Slipped again. Yep let the job get to me and I vowed a while back not to let that happen. It isn’t worth it. As the old-timers would say “make it work for YOU.” And how right they are. So as we embark on a new week I’m getting my mind right and coming up with a new plan. Hopefully, it will inspire some new work and time spent on my pursuits.
It’s difficult to do though. I’ve wasted some time this weekend thinking about some communications, and that has me mad at myself. Good thing I know time is short and getting back on a positive track will release the hesitancy in these fingers again to let the positive thoughts flow freely.
The need to change my thinking and mindset is also in the works. Someone important to me told me of a story long ago about how my own internal motivation is something others have seen and used, not always to my advantage. And I’ve continued on this misguided mission to varying degrees over my life. Sometimes when I even say something like that I feel I’m being selfish but I’ve got to learn that is ok sometimes.
It was also an easy thing to do when surrounded by similarly motivated and dedicated people. But times change and so must I. Live and learn, is the phrase I believe. And it’s good to keep learning even into our senior years.

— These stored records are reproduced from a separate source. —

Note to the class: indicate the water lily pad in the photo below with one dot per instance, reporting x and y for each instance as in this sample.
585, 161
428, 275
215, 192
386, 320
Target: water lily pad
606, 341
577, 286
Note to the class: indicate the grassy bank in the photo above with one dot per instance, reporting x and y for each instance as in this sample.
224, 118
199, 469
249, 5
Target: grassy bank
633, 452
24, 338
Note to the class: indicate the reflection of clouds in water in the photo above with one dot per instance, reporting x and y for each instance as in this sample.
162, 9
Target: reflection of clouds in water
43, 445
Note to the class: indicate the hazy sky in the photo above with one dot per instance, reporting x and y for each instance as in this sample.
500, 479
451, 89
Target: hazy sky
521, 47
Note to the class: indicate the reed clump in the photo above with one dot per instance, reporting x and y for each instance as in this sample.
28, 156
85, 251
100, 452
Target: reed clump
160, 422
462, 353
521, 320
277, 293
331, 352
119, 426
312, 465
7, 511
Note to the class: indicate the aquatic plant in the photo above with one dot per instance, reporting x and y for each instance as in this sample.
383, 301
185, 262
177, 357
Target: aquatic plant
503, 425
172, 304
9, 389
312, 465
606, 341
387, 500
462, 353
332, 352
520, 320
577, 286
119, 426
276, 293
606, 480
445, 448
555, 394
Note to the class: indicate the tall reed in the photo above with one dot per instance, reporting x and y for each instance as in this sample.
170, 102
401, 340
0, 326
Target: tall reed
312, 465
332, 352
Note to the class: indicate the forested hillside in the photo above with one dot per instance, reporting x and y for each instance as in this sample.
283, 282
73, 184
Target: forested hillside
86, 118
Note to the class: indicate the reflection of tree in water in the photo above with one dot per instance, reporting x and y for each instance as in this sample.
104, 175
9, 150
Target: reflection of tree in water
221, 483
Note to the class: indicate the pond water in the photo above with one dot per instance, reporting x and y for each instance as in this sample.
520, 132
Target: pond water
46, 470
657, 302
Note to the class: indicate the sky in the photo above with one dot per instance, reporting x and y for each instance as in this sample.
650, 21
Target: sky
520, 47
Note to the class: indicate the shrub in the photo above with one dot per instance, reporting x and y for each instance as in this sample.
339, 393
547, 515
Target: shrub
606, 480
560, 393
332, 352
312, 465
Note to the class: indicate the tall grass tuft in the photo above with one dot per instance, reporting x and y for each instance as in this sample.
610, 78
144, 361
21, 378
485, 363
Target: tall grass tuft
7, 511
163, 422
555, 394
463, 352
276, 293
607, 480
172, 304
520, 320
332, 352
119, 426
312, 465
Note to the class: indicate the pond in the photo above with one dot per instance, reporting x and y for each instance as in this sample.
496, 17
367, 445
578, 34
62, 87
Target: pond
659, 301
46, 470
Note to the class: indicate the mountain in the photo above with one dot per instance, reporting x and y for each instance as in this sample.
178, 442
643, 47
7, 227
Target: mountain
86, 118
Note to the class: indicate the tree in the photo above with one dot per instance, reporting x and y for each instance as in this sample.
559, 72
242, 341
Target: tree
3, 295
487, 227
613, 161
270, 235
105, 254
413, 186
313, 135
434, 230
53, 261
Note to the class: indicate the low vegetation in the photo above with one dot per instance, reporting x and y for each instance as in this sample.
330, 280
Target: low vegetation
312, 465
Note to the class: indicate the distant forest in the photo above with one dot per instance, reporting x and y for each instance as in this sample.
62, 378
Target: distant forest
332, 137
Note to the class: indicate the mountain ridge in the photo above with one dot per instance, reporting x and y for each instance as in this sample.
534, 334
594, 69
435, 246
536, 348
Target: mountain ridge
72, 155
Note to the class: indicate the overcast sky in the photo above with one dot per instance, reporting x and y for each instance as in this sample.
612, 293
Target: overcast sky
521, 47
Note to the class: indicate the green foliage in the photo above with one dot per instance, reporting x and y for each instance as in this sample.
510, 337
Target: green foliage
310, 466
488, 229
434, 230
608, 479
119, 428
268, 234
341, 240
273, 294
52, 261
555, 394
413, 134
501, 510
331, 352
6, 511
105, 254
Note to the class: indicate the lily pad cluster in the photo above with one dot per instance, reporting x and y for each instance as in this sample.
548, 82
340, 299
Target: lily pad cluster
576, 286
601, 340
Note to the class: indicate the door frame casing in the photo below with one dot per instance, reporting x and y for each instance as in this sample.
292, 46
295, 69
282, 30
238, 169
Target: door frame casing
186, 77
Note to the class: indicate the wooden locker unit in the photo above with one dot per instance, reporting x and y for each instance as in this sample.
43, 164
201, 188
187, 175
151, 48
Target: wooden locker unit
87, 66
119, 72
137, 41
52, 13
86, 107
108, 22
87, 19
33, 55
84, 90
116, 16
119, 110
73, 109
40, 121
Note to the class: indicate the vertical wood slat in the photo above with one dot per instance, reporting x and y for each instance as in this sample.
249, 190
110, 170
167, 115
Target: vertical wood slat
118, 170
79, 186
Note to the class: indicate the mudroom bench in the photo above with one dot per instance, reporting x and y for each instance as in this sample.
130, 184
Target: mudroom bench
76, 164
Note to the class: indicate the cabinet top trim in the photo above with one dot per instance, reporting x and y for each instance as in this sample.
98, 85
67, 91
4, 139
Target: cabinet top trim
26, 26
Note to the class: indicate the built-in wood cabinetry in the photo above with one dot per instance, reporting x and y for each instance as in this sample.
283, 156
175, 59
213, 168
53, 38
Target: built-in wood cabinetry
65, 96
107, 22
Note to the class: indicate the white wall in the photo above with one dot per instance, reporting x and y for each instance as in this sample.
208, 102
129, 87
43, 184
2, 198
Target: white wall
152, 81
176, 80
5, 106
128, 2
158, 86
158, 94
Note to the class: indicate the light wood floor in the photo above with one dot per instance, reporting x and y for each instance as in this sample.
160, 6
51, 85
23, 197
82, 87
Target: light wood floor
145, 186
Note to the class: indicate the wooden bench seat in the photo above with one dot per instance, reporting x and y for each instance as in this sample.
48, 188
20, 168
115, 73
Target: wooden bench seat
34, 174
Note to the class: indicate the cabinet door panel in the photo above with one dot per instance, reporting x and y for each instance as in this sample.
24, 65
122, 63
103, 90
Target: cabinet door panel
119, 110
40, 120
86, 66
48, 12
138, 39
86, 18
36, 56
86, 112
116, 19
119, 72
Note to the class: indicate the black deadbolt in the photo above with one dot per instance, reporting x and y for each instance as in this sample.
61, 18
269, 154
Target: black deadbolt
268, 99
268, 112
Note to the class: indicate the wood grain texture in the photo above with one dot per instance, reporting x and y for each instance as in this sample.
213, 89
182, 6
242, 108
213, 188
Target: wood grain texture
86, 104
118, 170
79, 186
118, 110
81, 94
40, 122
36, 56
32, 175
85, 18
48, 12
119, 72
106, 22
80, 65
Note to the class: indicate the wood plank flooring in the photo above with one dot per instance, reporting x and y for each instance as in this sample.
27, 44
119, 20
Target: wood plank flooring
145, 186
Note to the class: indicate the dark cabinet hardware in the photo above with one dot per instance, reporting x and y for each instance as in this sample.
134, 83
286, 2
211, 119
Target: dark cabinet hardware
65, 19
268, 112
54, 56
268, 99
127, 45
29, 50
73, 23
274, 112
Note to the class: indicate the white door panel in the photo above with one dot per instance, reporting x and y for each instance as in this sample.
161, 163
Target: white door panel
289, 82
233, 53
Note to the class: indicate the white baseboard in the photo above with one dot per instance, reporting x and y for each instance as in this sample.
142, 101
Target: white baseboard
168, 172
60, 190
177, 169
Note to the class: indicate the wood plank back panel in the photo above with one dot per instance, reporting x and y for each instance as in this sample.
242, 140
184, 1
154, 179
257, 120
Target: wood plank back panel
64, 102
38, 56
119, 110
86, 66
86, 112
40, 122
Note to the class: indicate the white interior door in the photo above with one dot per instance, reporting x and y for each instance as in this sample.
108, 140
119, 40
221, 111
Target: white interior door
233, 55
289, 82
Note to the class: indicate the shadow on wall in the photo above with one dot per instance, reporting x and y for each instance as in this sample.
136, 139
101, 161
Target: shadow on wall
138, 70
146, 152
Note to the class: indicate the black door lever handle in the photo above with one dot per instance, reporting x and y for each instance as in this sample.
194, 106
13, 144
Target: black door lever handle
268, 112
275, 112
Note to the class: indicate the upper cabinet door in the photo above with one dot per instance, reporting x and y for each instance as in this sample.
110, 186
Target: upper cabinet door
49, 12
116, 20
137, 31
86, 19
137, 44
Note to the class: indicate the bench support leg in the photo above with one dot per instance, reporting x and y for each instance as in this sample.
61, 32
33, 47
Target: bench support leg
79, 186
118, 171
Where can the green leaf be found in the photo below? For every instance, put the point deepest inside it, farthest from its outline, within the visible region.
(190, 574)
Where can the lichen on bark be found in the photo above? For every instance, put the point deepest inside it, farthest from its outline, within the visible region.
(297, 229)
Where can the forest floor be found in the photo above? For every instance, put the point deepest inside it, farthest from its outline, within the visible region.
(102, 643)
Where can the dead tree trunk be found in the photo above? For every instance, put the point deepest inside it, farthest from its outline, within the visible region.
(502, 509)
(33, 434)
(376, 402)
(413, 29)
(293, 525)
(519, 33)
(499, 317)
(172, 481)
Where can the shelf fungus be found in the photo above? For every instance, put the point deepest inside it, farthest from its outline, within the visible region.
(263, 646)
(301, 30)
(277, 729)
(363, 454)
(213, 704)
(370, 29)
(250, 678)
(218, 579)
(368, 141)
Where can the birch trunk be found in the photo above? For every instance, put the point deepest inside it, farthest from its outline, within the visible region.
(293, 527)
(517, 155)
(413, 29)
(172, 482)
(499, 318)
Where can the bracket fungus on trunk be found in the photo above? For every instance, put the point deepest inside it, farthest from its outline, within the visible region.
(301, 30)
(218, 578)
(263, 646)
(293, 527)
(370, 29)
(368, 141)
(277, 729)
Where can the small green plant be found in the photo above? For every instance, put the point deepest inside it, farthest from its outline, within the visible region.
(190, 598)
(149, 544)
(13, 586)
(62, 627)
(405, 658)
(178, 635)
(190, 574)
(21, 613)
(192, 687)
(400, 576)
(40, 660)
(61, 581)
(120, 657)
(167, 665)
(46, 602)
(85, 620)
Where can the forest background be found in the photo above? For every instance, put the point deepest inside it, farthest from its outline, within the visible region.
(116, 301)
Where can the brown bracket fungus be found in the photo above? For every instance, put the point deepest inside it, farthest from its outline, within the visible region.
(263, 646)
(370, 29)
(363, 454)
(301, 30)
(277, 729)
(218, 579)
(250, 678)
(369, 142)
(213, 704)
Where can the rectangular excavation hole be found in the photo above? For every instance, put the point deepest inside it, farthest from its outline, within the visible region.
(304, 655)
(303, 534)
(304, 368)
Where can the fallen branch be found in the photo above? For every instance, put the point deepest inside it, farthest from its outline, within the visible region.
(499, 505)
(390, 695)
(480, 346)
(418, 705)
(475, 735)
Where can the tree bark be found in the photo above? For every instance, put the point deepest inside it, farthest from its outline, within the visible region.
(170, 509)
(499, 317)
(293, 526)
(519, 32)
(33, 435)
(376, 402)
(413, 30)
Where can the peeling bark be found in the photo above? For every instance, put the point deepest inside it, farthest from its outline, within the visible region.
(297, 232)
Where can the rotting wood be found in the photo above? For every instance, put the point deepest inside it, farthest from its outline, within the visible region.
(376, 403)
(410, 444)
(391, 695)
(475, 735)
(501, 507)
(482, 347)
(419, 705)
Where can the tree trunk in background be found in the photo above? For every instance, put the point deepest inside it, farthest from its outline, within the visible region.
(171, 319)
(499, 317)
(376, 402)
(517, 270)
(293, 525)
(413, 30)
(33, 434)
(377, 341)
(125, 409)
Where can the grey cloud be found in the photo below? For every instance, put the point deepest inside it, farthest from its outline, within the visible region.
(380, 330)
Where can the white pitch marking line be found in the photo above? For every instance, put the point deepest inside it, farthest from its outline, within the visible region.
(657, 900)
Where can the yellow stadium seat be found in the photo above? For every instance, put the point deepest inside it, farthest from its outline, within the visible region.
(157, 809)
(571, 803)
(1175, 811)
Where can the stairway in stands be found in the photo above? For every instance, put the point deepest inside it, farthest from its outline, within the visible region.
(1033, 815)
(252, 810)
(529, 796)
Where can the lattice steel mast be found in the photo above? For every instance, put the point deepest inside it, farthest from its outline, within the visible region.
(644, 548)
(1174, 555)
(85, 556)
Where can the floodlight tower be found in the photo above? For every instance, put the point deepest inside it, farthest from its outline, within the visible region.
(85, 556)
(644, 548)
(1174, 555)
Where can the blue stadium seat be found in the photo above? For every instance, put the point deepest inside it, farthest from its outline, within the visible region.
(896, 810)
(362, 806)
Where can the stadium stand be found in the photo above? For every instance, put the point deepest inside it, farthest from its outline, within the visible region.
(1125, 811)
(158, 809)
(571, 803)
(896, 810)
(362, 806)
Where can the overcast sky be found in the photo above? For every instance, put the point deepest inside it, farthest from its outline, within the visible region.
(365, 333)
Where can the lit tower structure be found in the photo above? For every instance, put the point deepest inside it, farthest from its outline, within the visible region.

Work has always been very important to me. I’ve prioritized it and looked at it as something it wasn’t for a lot of my life. I’m not saying being passionate about your work is a bad thing. I guess it’s like the process professional athletes go through. They are playing a game but once it turns professional they are looking at it as a business. I forgot to look at it as a business. It’s easy to do in small or family-run organizations. And even that mindset is hard to change when you go to a big organization.
I think I’ll schedule some vacation time when I get to the office to open up the week. Got to have that balance, been working too hard. Time for a little R&R, even if it’s just for a few days sprinkled around here and there.
So I hope everyone has a good week ahead.
Random Thoughts of the Day
Starting to feel the turnaround in spirit.
To force myself to shoot more each day I think I’ll add a shot of my home county every day. It will be good to get out or take a different route or just practice shooting every day.
I am so looking forward to the family vacation this year.
I will not let the rain dampen my spirits this week. Well, maybe a little if I get caught in it too much.